All I can think of is to try a simple test program that clones itself
repeatedly (up to a limit of, say, 50 processes) to see if it's
something basic in the system that's failing. If you can clone a basic
process this many times, you know the fork() syscall works, and that you
can create enough processes. The only thing left would be not having
enough memory to clone the process.
By the way, this post would be better in comp.unix.sco.programmer.
Good luck,
--
= Warren Young: www.cyberport.com/~tangent | Yesterday it worked.
= ICBM Address: 36.8274040N, 108.0204086W, | Today it is not working.
= alt. 1714m | Windows is like that.
Actually "running out of process table entries" isn't quite accurate.
Most Unix systems limit the amount of processes a single user can create
not because of an internal table limit, but in order to limit the amount
of damage a "fork bomb" (a.k.a. "rabbit") can do.
So, one difference between your system and your customer's might be that
your customer is creating more processes on their machine than you are,
and not necessarily with the same programs. E.g., they might have a
background web server that is creating several dozen children, etc.
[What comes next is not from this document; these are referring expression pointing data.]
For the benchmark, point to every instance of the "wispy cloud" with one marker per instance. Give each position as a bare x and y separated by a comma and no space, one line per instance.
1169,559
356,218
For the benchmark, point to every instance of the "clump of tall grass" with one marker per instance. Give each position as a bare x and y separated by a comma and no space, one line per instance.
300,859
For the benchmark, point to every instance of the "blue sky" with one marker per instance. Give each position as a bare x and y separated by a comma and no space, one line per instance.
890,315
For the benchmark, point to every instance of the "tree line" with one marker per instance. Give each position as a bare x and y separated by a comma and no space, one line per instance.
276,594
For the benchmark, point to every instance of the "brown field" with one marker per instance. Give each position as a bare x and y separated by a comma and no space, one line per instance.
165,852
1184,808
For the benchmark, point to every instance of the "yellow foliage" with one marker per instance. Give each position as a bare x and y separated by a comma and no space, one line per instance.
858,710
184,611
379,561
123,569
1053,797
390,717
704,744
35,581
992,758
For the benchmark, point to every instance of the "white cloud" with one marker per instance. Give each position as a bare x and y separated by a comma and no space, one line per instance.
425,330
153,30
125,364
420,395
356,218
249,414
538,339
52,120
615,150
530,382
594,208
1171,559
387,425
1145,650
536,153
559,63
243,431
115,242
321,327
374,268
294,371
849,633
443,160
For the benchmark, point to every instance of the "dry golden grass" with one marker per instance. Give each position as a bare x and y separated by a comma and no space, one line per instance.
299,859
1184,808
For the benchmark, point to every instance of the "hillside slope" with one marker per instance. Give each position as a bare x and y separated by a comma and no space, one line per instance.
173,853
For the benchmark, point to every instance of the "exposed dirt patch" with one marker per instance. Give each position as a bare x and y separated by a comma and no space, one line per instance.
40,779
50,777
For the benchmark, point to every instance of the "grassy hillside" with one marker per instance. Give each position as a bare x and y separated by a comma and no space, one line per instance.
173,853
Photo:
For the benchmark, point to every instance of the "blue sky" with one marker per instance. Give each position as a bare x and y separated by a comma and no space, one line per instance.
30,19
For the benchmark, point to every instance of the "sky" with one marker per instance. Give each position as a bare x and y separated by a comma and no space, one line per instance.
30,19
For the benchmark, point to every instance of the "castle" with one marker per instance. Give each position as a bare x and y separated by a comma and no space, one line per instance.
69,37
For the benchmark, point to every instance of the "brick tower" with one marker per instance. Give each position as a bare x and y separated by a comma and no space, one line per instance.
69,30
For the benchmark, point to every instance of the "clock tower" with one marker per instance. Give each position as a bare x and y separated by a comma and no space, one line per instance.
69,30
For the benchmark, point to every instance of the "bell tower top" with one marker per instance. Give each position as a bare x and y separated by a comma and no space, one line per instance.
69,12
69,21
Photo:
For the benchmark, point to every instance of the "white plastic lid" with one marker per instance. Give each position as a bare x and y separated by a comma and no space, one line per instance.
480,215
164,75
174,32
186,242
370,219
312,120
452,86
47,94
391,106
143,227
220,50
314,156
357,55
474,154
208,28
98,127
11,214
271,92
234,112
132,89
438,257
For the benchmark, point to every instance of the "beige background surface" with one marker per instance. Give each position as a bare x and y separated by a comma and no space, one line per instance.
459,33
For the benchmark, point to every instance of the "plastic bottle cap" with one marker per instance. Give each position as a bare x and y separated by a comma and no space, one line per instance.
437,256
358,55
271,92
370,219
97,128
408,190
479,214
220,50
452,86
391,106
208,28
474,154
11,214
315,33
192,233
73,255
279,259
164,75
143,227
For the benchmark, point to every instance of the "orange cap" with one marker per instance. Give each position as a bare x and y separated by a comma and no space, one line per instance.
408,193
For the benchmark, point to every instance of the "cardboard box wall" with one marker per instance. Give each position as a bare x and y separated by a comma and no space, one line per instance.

Apparently, I WAS running out of swap, although I'm not too sure why at this
point. But since I've spent over 50 hours trying to nail this thing down,
I'm not going to bother wasting any more time on it.
Apparently, the fork() is copying the entire process's memory [or at least
reserving it]. It also appears that the process's memory allocation grew
between the first and second fork() due to the amount of data it was
processing, so the second and subsequent fork()s were running out of swap.
Also, apparently, all of the tools that I was using to look at swap were
either giving point-in-time values (or perhaps averages), and because the
fork() was only doing a 'touch', the son process wasn't lasting very long,
and the lack of swap was not apparent.
I have added swap with the 'swap -a', and trippled the swap space for the
machine. The program doesn't crash (predictably) any more!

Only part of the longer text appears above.